20 músicos exploram a potência e a beleza da música instrumental em espetáculo do Unimúsica

Guitarra, baixo, gaita-ponto…, 20 músicos no palco, 13 músicas para serem tocadas. Pensa-se nisso e imagina-se bagunça ou caos. No lugar, porém, o Unimúsica desta quinta-feira, 4, trouxe aos cerca de 800 expectadores um espetáculo harmonioso e vibrante, em que os músicos e as composições pareciam em completa sintonia. “Por entre Sons”, com direção e curadoria de Pedrinho Figueiredo e Ras Vicente, prestou sua homenagem à produção musical de Porto Alegre ao reunir a heterogeneidade da música instrumental. Entre uma música e outra, não havia um corte bruto, os artistas mudavam de lugar, mudavam os instrumentos, trocavam de posição entre si e iniciavam a próxima música, como se o espetáculo fosse uma grande dança ou, ainda, uma peça de teatro.

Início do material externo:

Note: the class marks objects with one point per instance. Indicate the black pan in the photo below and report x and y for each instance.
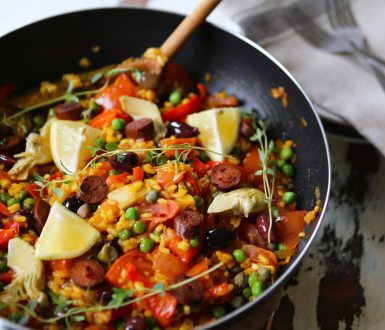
(47, 49)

“A música instrumental, abstendo-se da comunicação direta através das palavras, está livre para expressar da forma mais original os sentimentos de seus compositores e intérpretes, e ao mesmo tempo, deixa livre quem escuta para recebê-la com a melhor moldura que lhe ocorrer. Desperta sensações, acorda memórias, testa significados particulares, enquanto vibra o ar para todos que estão por entre os sons“. Foi dessa forma que, acompanhado por projeções de videos com imagens de detalhes de Porto Alegre, o flautista Pedrinho Figueiredo deu início à noite. Logo na sequência, o palco, que estava em blackout, é iluminado por luzes magenta, e “Frajola”, de Manfred Fest, começa a ser tocada por 14 músicos.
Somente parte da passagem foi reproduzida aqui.